To me, the gospel is the story of Jesus Christ coming to this earth, living a sinless life, and giving his life for my sins.  This is the gospel.  What I’m learning is that when you bring 15 people in a room they will all have 15 different view of the gospel and how it relates to their life.

My responsibility is to share the gospel in a way that can be understood by the people I’m sharing with.  As shared by my class mate Kirimi (from Kenya).  In the African culture the missionaries would bring the gospel to the African people wrapped in their western culture.  Much like bringing a baby wrapped in a western blanket.  This caused the gospel to be received and learned through a western filter.  Yet, once the African people were able to remove the “western blanket” from the baby (gospel) they were able to understand it better.  This is how I’m able to embrace the values and differences people have regarding the gospel.  I still believe that the only way for us to connect with God is through a personal relationship with Jesus Christ.  Yet, I’m able to respect the beliefs of others which will help me understand where others are coming from.

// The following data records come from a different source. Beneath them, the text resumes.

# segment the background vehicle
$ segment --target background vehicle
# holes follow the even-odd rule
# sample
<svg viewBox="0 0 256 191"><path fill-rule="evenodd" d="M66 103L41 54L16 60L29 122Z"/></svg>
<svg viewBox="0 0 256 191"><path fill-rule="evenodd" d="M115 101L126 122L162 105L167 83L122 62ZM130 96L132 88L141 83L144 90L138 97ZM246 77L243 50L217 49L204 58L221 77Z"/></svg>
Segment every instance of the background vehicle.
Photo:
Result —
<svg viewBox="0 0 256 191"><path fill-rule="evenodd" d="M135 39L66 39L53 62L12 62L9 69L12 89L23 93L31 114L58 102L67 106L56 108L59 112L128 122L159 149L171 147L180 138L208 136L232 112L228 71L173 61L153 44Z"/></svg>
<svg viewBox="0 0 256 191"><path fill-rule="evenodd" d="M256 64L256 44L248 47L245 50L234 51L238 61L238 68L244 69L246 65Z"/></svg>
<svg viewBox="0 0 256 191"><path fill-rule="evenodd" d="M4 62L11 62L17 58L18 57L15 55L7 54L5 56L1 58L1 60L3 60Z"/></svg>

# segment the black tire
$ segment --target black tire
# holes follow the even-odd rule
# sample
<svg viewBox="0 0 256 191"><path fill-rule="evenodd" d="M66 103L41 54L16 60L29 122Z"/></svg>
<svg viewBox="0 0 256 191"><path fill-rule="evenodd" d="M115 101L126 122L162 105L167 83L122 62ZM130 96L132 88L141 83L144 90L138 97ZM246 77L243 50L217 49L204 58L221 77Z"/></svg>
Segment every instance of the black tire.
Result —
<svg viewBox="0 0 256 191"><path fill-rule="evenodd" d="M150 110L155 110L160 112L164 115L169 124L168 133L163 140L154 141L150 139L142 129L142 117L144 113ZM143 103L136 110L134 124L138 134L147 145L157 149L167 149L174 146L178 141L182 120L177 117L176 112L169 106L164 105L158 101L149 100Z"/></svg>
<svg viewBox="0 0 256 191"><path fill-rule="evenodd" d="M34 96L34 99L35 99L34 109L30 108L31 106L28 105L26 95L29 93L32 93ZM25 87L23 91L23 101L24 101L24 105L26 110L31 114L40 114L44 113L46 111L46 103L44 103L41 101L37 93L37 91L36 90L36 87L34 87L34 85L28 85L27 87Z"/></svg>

This is an important value to understand when thinking of sharing the gospel in the global media culture.

3 responses to “Gospel and Global Media Culture

  1. I was surprised by the particular differences and similarities in our gospel discussion today. I, too, appreciate Kirimi’s African missionaries example to help me see the implications of presenting the gospel in my own view without listening to the recipient of my speech first. There is so much depth of meaning in both the words of the gospel and the life of other. I believe I cannot help but be changed by my encounter with each.

  2. Kirimi’s imagery caught my attention too…really an important cautionary metaphor. It occurs to me as well that many of us post-modern, post-colonial (mostly white) Americans can also miss a key outcome in a guilt-filled rush to condemn our past missteps: the Gospel took root in Africa and is now coming our way wrapped in kaftans, boubous and dashikis. I don’t agree with everything that is coming out of Africa, but isn’t it fascinating?

  3. Yes, I love the learning process in an ecumenical setting where we can be aware of different faith traditions and theologies. I do believe in revelation and God’s self-communication is present in all language and cultures. And yes, our relationship with God will depend in our personal relationship with Jesus and in how we live his message.